In this way, PHP code is used to map URLs to filenames. So you can control the accessible URLs. As it is PHP code, you can do it dynamically – for example, you can check if the user is logged in and, if necessary, add an entry for "inputs.php" in the array, then this file becomes conditionally accessible.

You will notice that another benefit is that URLs do not need to be linked to the underlying files or the file system. You can use this for "pretty URLs" – as above, map access to "login.php" to "/ login" because it's a nicer URL. Or you can have multiple URLs all pointing to the same underlying file – to provide "aliases".

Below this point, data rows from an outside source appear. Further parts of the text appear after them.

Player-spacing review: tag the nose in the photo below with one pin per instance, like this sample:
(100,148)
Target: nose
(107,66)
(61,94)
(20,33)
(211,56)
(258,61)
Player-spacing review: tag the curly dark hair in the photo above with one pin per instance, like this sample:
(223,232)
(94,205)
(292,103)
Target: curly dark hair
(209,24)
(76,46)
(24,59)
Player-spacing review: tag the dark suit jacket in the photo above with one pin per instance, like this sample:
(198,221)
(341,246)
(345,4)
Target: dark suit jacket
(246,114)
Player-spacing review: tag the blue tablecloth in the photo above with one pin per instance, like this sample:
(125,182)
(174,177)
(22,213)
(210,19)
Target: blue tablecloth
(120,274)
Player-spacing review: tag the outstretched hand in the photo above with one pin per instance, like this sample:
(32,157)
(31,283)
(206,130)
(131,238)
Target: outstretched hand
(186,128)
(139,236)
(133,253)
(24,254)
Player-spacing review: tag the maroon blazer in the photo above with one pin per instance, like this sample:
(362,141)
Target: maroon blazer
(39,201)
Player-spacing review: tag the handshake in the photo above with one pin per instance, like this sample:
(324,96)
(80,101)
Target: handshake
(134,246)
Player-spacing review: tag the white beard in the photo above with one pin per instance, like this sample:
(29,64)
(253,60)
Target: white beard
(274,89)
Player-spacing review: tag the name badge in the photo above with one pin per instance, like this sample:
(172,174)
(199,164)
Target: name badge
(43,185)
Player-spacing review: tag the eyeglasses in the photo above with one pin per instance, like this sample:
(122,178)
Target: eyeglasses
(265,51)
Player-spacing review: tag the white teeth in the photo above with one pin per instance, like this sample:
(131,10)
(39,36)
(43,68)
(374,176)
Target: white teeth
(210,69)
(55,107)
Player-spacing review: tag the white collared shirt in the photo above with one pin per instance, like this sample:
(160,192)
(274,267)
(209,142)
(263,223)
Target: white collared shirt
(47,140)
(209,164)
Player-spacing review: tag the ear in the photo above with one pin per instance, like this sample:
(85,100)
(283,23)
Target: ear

This gives you total control, via PHP, on what is and is not accessible.

The disadvantage – as you well know, there would be one – is that it also means that every access to a file must launch PHP code to check if the file is accessible. This will generally slow things down, compared to launching PHP when it comes to a ".php" file.

So, a variant is to change this condition in the ".htaccess" file to redirect only ".php" files to "index.php" while allowing other files – .jpg, .png, .css, etc. – to be served by Apache in the usual way.

(And this, by the way, is in fact, in essence, what WordPress and other CMS do.) That's how they can produce these "pretty URLs" for pages (dynamically obtained from 39, a database.) The actual rules of WordPress are a bit more It will serve any existing file in the file system, but will be redirected to "index.php" for anything else.)